Roku / apps / DISPLAYHUB
REVIEW
DisplayHUB is the kind of Roku side-project channel the platform quietly keeps alive.
A free utility channel from a solo developer, shipped in late 2025 and still being patched. The bar is whether it earns its tile on your Home screen.
BY THE APP COMRADE DESK · MAY 10, 2026 · 3 MIN READ
Roku’s app store has two layers. The top layer is what everyone sees — Netflix, YouTube, Disney+, the channels with billboards in airports. Underneath sits a much larger catalogue of small, single-author utilities and niche channels that the platform quietly keeps alive because Roku’s developer programme has always been welcoming to one-person publishers. DisplayHUB lives in that second layer.
The channel is free, ships from a single developer called modemmike, and landed in the Roku store on 2 December 2025 with a patch in late March 2026. There is no long description in the store metadata, no developer website link, and three preview images that have to do all the work of explaining what the channel is for. That last part is the honest catch.
This review treats DisplayHUB the way any thoughtful reader should treat a small Roku utility from an unknown author: with mild curiosity, no inflation, and a clear-eyed read of what the metadata actually tells you.
Roku's catalogue is full of channels like this one — small, single-author, free, and patched only when the author has an evening.
FEATURES
DisplayHUB is listed in Roku's Apps category as a free channel from modemmike, a single-developer publisher. It carries no price tag, no advertising flag in the Roku metadata, and no in-app purchase hooks. Installation is the standard Roku path: add the channel from the store, it appears on the Home screen, and it launches with the directional pad and the OK button.
The channel ships three phone-format preview images in the Roku store and no tablet shots, which is consistent with a TV-first utility that doesn't need wide screenshots to sell itself. There is no long-form description in Roku's catalogue beyond the channel name.
First release lands on 2 December 2025; the most recent update on the file is dated 25 March 2026 — about a four-month gap between ship and patch, which is normal for a part-time-developer channel on Roku.
MISSION ACCOMPLISHED
Two things to credit. First, it exists. Roku's developer programme is open enough that an individual can ship a channel into the store without a publishing deal, and DisplayHUB is the kind of small utility that programme was designed to host. Second, the developer is still touching the code three months after launch — that's a meaningful signal on a platform where many independent channels ship once and never return.
The channel is genuinely free with no ad load declared in the store metadata. That makes the cost of trying it zero, which is the right price for a niche utility from an unknown author.
ROOM TO IMPROVE
The store listing itself is the issue. There is no description text, no website link in the metadata, and no marketing screenshots that explain what DisplayHUB is for or who should install it.
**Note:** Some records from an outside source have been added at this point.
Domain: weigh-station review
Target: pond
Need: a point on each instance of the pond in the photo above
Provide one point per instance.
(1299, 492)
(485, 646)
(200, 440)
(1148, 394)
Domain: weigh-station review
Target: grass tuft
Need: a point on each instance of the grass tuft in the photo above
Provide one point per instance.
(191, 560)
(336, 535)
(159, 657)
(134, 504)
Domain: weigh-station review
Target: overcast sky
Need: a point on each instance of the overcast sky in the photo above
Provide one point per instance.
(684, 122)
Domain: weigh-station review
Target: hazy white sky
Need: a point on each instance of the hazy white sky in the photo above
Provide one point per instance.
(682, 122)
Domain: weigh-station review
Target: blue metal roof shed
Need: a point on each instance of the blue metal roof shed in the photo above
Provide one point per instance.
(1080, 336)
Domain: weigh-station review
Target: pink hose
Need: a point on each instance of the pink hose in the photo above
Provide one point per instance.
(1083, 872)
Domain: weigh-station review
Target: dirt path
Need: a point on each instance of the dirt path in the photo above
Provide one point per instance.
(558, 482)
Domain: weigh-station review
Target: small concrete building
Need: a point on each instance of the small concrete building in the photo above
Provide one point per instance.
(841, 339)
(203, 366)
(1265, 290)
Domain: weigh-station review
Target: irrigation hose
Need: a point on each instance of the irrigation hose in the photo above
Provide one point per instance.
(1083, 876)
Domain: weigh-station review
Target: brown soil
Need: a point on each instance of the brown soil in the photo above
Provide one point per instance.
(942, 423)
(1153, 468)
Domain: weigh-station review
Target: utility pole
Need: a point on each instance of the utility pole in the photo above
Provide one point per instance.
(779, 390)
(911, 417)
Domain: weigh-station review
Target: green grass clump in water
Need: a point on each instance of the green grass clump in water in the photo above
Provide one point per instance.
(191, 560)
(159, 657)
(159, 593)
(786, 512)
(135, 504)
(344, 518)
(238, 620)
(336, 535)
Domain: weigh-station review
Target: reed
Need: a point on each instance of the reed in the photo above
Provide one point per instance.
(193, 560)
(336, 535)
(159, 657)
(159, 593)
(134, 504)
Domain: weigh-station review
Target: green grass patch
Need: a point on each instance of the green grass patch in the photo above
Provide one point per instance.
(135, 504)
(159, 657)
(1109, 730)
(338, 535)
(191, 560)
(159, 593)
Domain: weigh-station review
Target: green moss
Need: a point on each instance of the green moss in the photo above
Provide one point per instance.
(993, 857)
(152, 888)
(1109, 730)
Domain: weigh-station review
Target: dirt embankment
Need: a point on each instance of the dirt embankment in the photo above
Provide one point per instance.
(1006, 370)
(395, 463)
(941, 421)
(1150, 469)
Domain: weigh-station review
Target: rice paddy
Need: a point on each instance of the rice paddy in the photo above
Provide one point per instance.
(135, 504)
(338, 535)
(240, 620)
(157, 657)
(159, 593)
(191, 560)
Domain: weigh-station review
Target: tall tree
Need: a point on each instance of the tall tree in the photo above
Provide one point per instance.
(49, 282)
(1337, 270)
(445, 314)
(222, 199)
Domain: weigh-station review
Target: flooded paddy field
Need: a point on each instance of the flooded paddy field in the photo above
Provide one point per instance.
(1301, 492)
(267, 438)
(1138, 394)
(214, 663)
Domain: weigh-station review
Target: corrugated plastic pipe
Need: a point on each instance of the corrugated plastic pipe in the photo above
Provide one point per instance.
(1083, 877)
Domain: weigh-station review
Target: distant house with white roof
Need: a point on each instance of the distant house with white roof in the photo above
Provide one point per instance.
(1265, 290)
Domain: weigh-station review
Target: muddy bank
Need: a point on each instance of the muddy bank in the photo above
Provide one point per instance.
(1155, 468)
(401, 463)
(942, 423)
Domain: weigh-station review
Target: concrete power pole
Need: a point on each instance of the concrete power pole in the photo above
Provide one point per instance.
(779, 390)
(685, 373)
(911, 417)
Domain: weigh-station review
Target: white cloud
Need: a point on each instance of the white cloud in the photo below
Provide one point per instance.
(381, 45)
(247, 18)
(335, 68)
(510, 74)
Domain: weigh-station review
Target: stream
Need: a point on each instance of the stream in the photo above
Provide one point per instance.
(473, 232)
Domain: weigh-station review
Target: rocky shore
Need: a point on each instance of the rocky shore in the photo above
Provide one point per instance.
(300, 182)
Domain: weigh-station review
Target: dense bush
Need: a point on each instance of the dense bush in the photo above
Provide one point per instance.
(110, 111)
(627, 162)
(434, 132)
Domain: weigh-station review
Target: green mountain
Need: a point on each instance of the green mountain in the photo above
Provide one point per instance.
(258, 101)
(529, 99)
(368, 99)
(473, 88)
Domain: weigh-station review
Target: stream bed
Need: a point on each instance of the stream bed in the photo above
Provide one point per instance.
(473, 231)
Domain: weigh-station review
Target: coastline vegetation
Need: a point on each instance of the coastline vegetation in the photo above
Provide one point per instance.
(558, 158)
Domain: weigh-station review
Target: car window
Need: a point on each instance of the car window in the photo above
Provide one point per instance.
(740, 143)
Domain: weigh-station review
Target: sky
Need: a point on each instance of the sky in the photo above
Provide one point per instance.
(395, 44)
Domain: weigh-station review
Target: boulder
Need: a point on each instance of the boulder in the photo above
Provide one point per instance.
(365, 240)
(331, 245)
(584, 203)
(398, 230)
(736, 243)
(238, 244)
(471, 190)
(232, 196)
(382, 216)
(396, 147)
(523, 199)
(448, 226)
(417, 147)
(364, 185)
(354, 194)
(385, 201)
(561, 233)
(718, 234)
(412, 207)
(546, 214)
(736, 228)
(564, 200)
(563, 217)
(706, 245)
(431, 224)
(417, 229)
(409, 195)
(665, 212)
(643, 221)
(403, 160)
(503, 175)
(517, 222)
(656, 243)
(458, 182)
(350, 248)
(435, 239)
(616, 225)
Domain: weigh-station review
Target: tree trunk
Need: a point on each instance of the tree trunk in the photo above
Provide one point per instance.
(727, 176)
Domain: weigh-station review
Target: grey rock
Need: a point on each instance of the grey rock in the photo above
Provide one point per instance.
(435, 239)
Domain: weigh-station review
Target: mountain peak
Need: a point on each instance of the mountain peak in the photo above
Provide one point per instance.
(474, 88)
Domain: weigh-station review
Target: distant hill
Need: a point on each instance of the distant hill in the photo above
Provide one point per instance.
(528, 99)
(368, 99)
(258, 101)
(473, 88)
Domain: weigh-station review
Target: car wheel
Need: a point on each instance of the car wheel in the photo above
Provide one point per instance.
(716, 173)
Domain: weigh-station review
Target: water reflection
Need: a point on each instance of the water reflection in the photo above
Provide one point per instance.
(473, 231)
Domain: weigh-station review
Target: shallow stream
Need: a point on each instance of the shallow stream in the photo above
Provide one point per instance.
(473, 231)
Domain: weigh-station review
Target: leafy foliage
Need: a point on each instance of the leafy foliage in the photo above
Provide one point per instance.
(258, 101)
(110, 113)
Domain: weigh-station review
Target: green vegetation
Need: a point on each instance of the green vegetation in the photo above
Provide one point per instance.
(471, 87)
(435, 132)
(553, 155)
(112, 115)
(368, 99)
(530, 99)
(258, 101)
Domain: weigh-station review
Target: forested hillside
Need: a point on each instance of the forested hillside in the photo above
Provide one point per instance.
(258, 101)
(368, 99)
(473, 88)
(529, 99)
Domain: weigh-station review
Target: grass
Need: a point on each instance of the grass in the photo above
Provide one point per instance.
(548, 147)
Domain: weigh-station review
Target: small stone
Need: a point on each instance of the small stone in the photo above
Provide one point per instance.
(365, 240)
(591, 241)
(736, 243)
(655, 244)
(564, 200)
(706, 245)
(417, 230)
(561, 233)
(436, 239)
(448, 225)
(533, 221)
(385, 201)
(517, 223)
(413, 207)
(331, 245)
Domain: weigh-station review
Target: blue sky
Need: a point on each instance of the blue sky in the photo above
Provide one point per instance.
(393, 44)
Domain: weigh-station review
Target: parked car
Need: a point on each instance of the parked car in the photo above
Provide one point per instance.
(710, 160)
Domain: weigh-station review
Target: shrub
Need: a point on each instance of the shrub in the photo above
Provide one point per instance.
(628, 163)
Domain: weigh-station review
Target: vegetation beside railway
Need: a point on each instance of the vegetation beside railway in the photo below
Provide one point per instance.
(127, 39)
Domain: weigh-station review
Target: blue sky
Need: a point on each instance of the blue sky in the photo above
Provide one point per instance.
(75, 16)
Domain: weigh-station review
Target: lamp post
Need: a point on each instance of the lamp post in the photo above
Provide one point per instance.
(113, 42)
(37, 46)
A reader who finds the tile in the Roku store has only the name and three preview images to work with. For a utility channel competing against thousands of others, that's a discoverability problem the author can fix in an afternoon by writing two paragraphs of store copy.
Roku also gives developers a single rating field and DisplayHUB sits at 5, but Roku's rating data is unreliable on small-installed-base channels — five stars from a handful of installs is not the same signal it would be on Apple or Google Play. Treat the rating as decorative until the channel accumulates real volume.
CONCLUSION
DisplayHUB is a small free channel from a solo developer who is still maintaining it. That's enough to justify the install if the name suggests it might solve a problem you have on the TV. It's not enough to recommend universally — and without a proper store description, no honest reviewer can pretend otherwise. Worth watching to see whether modemmike keeps patching it through 2026.